Chemical Peel

What is a Chemical Peel?

Chemical peels are treatments that will improve the tone and texture of your skin by removing the damaged outer layers. The chemical peel procedure involves applying a chemical solution to your skin and the solution is allowed to soak in for a few minutes. Over the next one to fourteen days, your skin will exfoliate and you may feel a tingling or the mild sting of a sunburn. Flaking may occur several days following the peel as the damaged skin is freed and new, unblemished skin cells rise to the surface. In some cases, skin peeling may not be visually seen, but the skin exfoliation is occurring on a microscopic level.

How Do Chemical Peels Work?

Chemical peels work by loosening then gently sloughing off the damaged skin cells. Chemical peels differ based on how deeply the chemical penetrates and what type of chemical solution is used. Factors that may affect the depth of a peel include the acid concentration in the peeling agent, the number of coats that are applied, and the amount of time allowed before the acid is neutralized. Deeper peels result in more dramatic effects but are accompanied by higher risks such as increased discomfort and a longer healing time.

What Do Chemical Peels Treat?

Chemical peels provide not only a fresh look, they rejuvenate your appearance as the replacement skin is strengthened by new collagen and elastin. Chemical peels are known by many different names such as skin peels, facial peels, fruit acid skin peels, AHA Peels, chemical resurfacing, and enzyme peels. When used properly, chemical peels are suitable for all skin types. Chemical peels produce controlled injury to the skin, which promotes the growth of new skin cell regeneration giving you a dramatically improved appearance.

In summary, the deeper the peel the longer the recovery. A superficial peel produces redness similar to mild sunburn while medium or deep peels can make the skin look severely burned. Following any chemical peel, it is important to treat your skin gently and avoid sun exposure because the renewed skin will be tender and susceptible to injury. Following a chemical peel, your skin will be tighter, smoother, and look more youthful.

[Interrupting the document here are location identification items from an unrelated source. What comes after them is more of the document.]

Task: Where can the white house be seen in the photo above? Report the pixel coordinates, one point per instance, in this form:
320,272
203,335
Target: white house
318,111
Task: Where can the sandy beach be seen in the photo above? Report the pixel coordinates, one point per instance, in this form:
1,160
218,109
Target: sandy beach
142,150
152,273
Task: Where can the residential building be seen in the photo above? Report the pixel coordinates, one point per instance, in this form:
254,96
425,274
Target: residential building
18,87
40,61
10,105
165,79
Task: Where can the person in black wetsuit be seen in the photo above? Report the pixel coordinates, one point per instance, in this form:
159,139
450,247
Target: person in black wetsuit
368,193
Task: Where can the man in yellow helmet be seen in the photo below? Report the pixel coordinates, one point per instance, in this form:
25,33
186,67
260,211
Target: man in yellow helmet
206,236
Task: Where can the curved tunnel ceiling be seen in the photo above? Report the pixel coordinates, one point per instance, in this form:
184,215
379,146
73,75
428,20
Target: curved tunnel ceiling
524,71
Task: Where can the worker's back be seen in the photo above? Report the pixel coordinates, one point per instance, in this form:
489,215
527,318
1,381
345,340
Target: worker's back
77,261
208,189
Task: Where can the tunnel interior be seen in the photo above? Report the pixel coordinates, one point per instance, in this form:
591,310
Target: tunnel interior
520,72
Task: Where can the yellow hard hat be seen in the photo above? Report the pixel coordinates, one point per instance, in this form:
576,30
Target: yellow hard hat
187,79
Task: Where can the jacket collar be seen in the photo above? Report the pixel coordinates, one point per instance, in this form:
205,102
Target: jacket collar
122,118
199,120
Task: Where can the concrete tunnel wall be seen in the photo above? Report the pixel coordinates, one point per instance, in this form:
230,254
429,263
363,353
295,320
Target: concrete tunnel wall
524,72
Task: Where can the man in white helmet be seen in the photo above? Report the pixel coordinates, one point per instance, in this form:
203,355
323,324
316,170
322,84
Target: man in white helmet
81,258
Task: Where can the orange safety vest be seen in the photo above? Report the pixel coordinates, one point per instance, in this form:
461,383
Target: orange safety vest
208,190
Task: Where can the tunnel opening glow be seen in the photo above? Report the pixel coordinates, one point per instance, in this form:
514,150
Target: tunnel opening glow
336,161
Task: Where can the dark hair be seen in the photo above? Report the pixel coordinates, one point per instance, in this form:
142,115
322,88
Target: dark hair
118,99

What Types of Chemical Peels We Use?

Glycolic acid is a type of alpha hydroxy acid (AHA) commonly found in sugar cane. Alpha hydroxy acids also occur naturally in certain fruits and foods. Of all the AHA’s glycolic acid is extraordinary for skin rejuvenation because it has the smallest molecular size. This characteristic allows it to penetrate the outer layer of the skin to a greater extent than any other alpha hydroxy acid. Glycolic acid helps to stimulate the formation of new collagen which improves the appearance of wrinkles on the surface of the skin.  It’s small molecular size allows it to slip beneath the epidermis, to reach the collagen fibers below and results in 15%-25% thickening over 12 weeks.  Glycolic acid has been proven to be very effective in the treatment of hyperpigmentation, melasma, actinic keratosis, acne and oily skin as well as other skin conditions.

Salicylic acid is a beta hydroxy acid (BHA) that is found in willow tree extracts. Salicylic acid is especially effective in treating acne and pigmentary disorders. It is lipophilic (fat-loving) and can penetrate deep into fatty oil glands and skin pores to clean out blemishes.

Trichloroacetic acid (TCA) is a versatile treatment that can be used to improve the appearance of fine lines, wrinkles, acne, acne scars, and pigmentation. The concentration of the TCA can be varied to safely treat all skin types and many skin conditions. A special application of highly concentrated TCA is the treatment of ice pick acne scars using a technique called TCA cross. Drops of 90-100% TCA are applied directly into the acne scars. This causes intense collagen formation. This reaction can often close and raise up the acne scar. Another application of TCA is the treatment of sun damage and actinic keratosis. TCA peels can remove the top sun damaged skin and reveal the healthier skin underneath. This technique can be used to remove and prevent actinic keratosis (pre-cancers), as well as early skin cancers. Aside from these medical benefits, TCA peels also treat the sun damage that look like dark spots, fine lines, wrinkles, and thickened skin. Overall, the skin looks cleaner and healthier. 

Can I go out into the sun after having a Chemical Peel?

Sun exposure is never recommended! Sunscreen must be worn after the peel as your skin will likely be a little more sensitive to sun exposure. Sunscreen with a broad-spectrum  SPF of 30 or higher is necessary if you are going to be outdoors. For optimal protection, add a broad brimmed hat. 

How many Chemicals Peels should I have and how often is it recommended?

For the milder peels, most clients do six peels, 3-4 weeks apart and then maintain the skin by having a peel performed every four to eight weeks. Deeper peels are done less frequently.

Is there anything else that I should know?

Please stop all topical medications for two days before your peel. Plan your waxing appointments at least seven days after your peel. Be sure to inform us if you are pregnant, breast feeding, have a history of cold sores or any significant health issues. Please discontinue use of your skin brushes and scrubs the day of your treatment. If you have an active cold sore, please reschedule your appointment.